Connecticut Chowder
Make this in the same manner as [fish chowder], substituting two and one-half cups of stewed or canned tomatoes for the milk. The tomatoes may be added to the other ingredients when they are put together. If desired, crumble the crackers and add them just before serving.
Serves ten or twelve persons.
Clam Chowder
- 1⁄2 pk. clams in the shell or 1 qt. clams
- 1 qt. potatoes, cut in 3⁄4 inch dice
- 1 cup water
- 11⁄2 inch cube fat salt pork
- 1 tablespoon salt
- 1⁄8 teaspoon pepper
- 4 tablespoons butter
- 1 qt. scalding hot milk, or
- 6 or 8 soda crackers, broken or crumbled
- 21⁄2 cups stewed tomatoes
Wash the clams in a strainer, pick them over, to see that there are no bits of shell with them, and cut off the soft parts. Chop the hard parts or cut them into small pieces. Cut the pork into pieces, try out the fat, and fry the onion in it. Put all the ingredients together, except the crackers and the milk, if that be used, into a cooker-pail. Bring them to a boil and put them into the cooker for from one to two hours. Reheat the soup and add the milk and crackers.

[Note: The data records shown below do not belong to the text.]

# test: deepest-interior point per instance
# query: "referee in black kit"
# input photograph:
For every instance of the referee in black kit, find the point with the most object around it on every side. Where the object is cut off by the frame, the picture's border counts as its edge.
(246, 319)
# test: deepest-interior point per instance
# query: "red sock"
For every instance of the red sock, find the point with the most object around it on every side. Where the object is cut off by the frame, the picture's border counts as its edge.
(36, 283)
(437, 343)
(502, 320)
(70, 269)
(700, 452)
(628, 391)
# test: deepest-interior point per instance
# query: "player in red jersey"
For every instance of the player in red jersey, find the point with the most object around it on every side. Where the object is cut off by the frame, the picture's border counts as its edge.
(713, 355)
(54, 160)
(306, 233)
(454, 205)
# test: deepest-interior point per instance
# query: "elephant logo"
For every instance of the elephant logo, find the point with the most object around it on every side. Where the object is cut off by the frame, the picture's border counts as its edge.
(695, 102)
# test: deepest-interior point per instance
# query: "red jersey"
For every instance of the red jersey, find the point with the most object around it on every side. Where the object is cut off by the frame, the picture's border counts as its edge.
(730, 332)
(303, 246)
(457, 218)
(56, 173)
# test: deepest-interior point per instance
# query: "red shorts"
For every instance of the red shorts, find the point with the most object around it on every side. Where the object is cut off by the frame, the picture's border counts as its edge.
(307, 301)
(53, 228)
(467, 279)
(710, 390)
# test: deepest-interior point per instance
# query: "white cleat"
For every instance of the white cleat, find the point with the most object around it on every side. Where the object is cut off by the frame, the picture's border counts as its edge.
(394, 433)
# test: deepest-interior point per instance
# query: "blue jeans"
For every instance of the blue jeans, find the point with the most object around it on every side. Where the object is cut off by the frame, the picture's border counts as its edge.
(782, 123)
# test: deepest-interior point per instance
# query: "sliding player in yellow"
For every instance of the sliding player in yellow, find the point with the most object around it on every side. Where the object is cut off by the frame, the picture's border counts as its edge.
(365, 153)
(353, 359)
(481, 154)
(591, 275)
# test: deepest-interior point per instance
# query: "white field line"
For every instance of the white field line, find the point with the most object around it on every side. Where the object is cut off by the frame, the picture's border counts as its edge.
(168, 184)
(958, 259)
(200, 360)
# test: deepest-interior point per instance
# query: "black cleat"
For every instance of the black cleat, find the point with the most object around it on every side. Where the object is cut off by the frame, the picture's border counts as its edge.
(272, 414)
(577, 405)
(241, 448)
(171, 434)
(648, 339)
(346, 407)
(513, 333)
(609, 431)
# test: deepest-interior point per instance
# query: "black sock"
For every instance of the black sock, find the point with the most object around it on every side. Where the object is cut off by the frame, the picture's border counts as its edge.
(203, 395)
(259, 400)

Serves ten to sixteen persons.
Split-pea Soup
- 1 pt. split peas
- 1 soup bone (2 lbs.)
- 2 qts. cold water
- 23⁄4 teaspoons salt
- 1⁄4 teaspoon pepper
Soak the peas over night and drain them. Wash the bone, boil it for ten minutes in the water and skim it, add the peas and seasoning, bring all to a boil and put it into the cooker for four hours or more. Take out the bone and serve the soup without straining it. The peas must be cooked until they fall to pieces easily when well beaten. If desired, the meat may be taken from the bone, cut into small pieces and served in the soup.
Oyster or Clam Stew
- 1 qt. oysters or clams
- 1 qt. milk
- 1⁄4 cup butter
- 11⁄2 tablespoons salt
- 1⁄6 teaspoon pepper
Heat the milk till it boils. Heat the oysters or clams in their liquor which has been strained through cheese-cloth. Add the pepper and the hot milk and put the stew at once into a cooker for one-half hour or more. Oysters will keep for some hours without curdling if they do not boil after the milk is added and if the salt is put in just before serving. It will be safer to keep the clams and milk separate while in the cooker and combine them just before serving. Less salt will be needed for clams than for oysters.